June 12 is Call Your Doctor Day! For the 2nd year in a row, we’re teaming up with national non-profit Bright Pink to raise awareness for this important holiday. This year, Call Your Doctor Day is focused on empowering you to see your healthcare provider as a partner: you + your healthcare provider = dream team!

It’s #CallYourDoctorDay!

In honor of Call Your Doctor Day, Bright Pink has two tools you can use to prepare for your appointment:

  1. Get help scheduling your well-woman exam and get up-to-speed on what to expect at your annual by visiting BrightPink.org/Annual.
  2. To help guide a powerful provider-patient conversation, go to AssessYourRisk.org and complete Bright Pink’s breast and ovarian risk assessment quiz before your well-woman exam.
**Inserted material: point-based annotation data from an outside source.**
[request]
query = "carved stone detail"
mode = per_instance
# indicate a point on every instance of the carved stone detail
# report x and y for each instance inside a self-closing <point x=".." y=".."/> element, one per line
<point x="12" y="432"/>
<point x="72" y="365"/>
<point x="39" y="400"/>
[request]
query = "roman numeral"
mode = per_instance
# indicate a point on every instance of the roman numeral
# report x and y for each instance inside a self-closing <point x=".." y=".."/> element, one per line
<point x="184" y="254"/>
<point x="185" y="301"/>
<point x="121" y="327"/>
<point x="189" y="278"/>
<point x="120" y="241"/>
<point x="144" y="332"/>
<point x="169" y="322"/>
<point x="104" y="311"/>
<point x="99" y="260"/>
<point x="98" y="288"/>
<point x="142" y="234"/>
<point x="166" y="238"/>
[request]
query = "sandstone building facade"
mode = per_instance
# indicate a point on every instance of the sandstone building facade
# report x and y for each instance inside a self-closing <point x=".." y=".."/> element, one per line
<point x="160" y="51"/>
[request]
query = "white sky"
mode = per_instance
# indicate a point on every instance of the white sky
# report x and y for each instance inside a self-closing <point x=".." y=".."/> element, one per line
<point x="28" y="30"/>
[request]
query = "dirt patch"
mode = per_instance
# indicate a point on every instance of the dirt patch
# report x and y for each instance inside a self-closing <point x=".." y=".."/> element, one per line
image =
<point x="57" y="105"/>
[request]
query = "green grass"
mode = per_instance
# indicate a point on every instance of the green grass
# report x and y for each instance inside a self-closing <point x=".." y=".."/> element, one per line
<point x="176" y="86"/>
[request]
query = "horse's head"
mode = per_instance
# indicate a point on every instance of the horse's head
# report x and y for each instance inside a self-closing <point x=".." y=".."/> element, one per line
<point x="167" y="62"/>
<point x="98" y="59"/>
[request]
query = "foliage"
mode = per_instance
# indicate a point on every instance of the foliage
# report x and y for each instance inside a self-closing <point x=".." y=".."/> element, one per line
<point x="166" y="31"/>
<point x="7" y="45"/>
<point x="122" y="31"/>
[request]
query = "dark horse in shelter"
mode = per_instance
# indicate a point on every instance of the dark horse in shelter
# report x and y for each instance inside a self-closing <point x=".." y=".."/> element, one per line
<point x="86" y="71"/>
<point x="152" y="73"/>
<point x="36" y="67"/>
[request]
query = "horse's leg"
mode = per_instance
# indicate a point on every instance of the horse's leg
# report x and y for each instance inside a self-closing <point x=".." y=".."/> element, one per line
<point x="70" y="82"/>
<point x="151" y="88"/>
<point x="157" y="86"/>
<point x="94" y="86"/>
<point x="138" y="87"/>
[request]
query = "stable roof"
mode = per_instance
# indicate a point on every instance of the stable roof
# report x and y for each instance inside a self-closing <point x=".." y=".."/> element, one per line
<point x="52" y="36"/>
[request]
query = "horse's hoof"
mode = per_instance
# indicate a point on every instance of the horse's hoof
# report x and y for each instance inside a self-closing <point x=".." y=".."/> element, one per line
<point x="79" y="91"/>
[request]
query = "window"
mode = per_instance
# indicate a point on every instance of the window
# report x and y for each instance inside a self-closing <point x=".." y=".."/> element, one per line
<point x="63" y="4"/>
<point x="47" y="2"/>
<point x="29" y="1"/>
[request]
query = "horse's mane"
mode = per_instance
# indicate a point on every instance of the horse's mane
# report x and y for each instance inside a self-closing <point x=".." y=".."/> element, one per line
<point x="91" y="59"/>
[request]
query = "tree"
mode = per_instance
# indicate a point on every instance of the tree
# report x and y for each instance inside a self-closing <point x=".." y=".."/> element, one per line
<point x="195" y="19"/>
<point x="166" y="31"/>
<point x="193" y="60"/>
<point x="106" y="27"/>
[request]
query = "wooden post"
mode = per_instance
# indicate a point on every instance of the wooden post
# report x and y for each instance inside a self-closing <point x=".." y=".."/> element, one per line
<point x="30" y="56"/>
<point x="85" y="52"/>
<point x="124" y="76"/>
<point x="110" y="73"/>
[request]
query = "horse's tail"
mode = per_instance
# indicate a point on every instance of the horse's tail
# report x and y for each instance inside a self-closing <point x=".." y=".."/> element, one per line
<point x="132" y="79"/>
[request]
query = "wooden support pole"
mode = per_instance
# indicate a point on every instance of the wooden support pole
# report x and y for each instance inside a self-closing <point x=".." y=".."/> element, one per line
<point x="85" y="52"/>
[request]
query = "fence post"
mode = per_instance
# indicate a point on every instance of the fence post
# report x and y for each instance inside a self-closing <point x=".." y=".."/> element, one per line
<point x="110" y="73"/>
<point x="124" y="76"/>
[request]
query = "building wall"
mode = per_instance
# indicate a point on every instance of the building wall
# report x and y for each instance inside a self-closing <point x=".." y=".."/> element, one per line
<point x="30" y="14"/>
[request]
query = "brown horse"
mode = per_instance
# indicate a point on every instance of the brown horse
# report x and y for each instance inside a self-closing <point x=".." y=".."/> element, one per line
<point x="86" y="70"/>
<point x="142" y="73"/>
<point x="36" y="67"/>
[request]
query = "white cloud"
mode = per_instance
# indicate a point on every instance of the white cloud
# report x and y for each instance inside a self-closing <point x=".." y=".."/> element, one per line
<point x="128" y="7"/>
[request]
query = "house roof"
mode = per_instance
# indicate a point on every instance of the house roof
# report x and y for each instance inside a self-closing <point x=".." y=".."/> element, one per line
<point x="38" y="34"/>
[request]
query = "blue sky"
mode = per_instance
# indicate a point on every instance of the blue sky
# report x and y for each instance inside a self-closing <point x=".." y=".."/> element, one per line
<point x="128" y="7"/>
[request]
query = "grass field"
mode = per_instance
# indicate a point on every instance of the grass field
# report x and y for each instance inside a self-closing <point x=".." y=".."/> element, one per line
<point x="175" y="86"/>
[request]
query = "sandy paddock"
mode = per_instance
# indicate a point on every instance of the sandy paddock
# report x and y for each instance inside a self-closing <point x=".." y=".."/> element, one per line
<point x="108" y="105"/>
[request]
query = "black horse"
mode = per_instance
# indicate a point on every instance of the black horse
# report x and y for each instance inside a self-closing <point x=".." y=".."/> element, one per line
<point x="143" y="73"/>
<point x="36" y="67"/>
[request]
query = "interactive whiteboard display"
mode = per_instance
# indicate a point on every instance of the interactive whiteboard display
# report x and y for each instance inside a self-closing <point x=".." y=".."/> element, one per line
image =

Use your quiz results as a conversation starter with your doctor.

By preparing to have conversations with your healthcare provider at your well-woman exam, you can be your own best health advocate!

It’s #CallYourDoctorDay!

Scheduling an annual well-woman exam, even when you’re healthy, is critical to maintaining your breast and ovarian health. Your annual is also an opportunity to build a relationship with your healthcare provider, ask him or her questions and talk about your personal plan for preventive care.

Bright Pink can help you build a strong partnership with your provider. Not everyone feels comfortable going to the doctor–and that’s OK! Bright Pink provides information, resources and tools to support you on your path to your best health. Part of that journey should include conversations with a healthcare provider at your annual.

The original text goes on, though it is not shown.